JANET Kennedy was just 42 when one of her legs felt heavy while walking during a Pambula holiday in December, 2009.
Within minutes, the former Damascus College drama and English teacher’s speech had become just a babble and she couldn’t write her name and address on a piece of paper for her panicked partner.
“He rang an ambulance and I don’t remember much after that,” Ms Kennedy said.
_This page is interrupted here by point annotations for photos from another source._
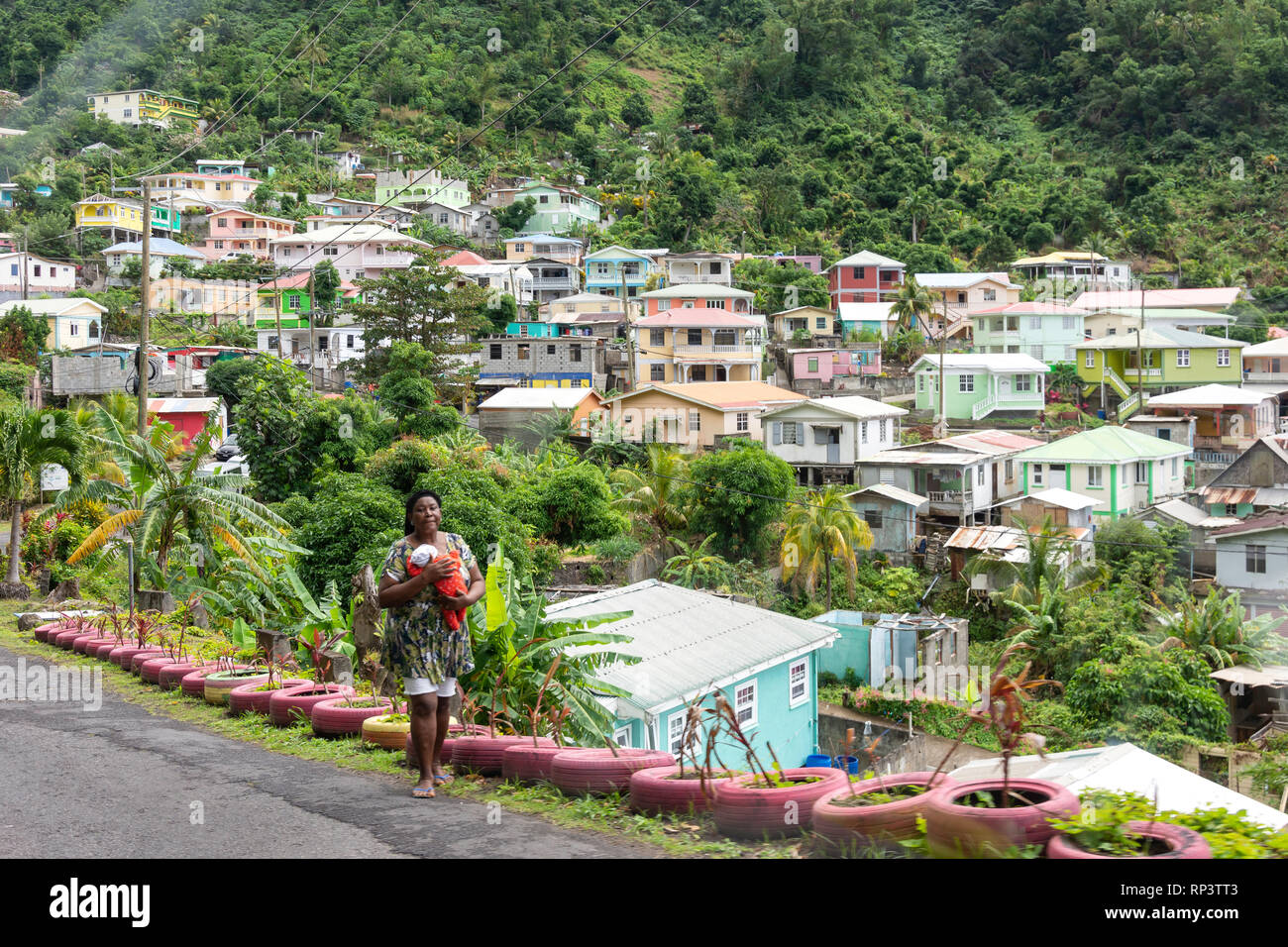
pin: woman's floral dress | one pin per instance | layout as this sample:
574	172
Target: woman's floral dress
417	642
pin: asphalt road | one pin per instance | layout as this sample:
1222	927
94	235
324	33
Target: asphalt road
120	783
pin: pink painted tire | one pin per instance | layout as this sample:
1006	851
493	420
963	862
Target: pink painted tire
1183	843
849	828
222	684
743	810
335	718
956	830
603	772
445	754
42	631
193	684
171	676
485	755
123	656
286	706
655	791
248	698
528	763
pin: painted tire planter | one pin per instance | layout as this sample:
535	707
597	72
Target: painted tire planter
171	676
656	791
485	755
220	684
445	754
193	684
743	810
336	718
601	772
123	656
387	735
528	763
841	827
246	698
287	705
1180	841
953	828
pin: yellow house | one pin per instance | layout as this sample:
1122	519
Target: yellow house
121	217
72	321
697	414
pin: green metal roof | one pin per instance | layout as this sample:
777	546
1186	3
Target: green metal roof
1108	445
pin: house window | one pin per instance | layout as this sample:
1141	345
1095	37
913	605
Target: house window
1254	560
745	703
798	684
675	732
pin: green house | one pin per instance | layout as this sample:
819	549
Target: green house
1159	360
691	644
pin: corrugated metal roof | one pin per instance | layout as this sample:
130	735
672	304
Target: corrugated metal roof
688	641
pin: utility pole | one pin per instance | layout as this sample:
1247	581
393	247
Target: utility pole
145	298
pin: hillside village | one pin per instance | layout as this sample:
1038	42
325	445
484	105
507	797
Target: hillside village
841	488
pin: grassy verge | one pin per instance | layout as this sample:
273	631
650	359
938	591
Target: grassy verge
681	836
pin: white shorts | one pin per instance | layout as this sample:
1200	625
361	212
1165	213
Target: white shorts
413	686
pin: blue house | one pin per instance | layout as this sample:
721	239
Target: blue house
694	643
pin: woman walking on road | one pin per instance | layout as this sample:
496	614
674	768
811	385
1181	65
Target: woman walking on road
419	644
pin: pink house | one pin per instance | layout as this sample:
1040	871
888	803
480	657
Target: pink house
823	365
243	232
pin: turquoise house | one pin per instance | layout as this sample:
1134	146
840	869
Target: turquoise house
694	644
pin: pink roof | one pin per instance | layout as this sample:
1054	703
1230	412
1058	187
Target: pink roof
465	258
1031	309
1159	299
696	316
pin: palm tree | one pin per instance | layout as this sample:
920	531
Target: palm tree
818	531
695	567
913	302
161	505
653	492
29	441
918	205
1219	631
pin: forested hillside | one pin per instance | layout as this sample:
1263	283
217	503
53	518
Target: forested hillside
945	134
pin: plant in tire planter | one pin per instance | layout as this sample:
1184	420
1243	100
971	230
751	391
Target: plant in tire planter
295	703
874	812
986	817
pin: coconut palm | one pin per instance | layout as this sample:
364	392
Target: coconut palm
1219	630
695	567
819	531
162	505
653	493
912	303
29	441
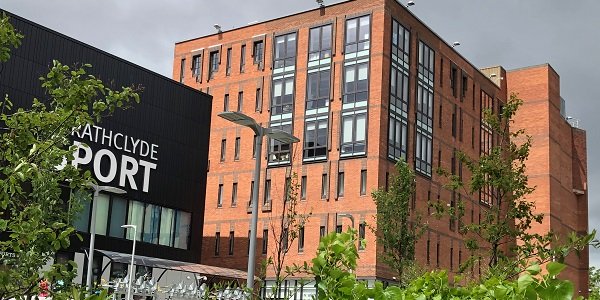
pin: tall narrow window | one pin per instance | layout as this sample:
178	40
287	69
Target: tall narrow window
303	187
182	71
228	66
340	186
301	239
213	67
234	194
223	149
231	242
236	149
220	196
258	51
243	59
197	67
363	182
258	98
240	100
217	243
362	229
324	186
265	241
267	199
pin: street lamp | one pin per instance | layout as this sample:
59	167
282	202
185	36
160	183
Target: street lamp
132	262
97	189
349	216
280	135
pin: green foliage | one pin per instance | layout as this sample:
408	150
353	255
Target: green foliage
34	141
336	258
397	229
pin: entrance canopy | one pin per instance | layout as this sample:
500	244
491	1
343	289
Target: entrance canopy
210	271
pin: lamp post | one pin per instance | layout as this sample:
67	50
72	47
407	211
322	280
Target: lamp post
97	189
132	260
280	135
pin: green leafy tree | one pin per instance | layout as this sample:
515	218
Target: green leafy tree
398	226
36	219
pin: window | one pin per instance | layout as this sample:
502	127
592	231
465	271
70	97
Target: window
217	243
231	242
228	65
301	239
340	191
220	196
324	186
362	228
258	103
236	152
240	100
265	241
353	134
197	67
234	194
213	67
242	58
319	46
258	51
315	138
363	182
303	187
424	124
357	36
182	70
223	149
267	199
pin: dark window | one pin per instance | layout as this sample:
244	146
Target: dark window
236	152
223	149
258	103
267	199
234	194
358	33
363	182
265	241
324	186
303	188
231	242
217	243
362	228
213	67
319	46
301	239
220	196
258	50
242	58
182	70
197	67
228	66
340	191
240	101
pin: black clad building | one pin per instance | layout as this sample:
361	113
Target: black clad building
156	150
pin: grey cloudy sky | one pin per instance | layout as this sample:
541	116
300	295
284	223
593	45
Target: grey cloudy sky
511	33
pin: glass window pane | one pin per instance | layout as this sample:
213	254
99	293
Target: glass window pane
102	213
166	226
118	217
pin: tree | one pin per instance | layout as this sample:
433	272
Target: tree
499	181
34	143
285	229
398	226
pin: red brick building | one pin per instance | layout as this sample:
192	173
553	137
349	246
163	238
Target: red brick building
362	83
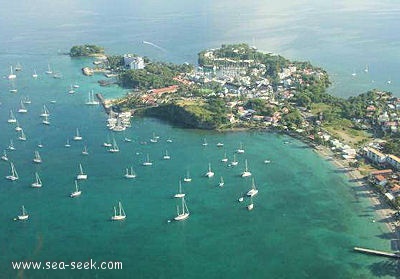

“I spent three hours in an ambulance to the Canberra Hospital, where I stayed for two weeks and then I spent 10 weeks at the Queen Elizabeth Centre rehabilitation unit in Ballarat.”
Ms Kennedy was considered one of the unlucky stroke victims – she didn’t smoke and she hardly drank alcohol.
But the clot in the left side of her brain partially paralysed her right side.
“At the start, I couldn’t even remember my name. My hearing was fine, but I couldn’t speak properly and I’ve had two years of speech pathology.”
Now, Ms Kennedy speaks to other groups about her experience, including the CWA and community groups such as Apex.
On Friday, she will be in the QEC foyer between 11am and 1pm to answer questions as part of National Stroke Week.
“The more I speak, hopefully the more people can get to their doctors in time.”
As part of her talks, the mother-of-two speaks about what a stroke is, the psychological barriers, what happens if you don’t recover, the mortality rates and the changes people need to make in their lives, including reducing alcohol and salt intake and cutting back on smoking.
“Strokes are the second biggest killer after heart disease.
“The changes you make not only affect your life, but also the people around you.
“I always get a fantastic response. People come up to me and say it was really good and they’re going to go and see their doctor now.”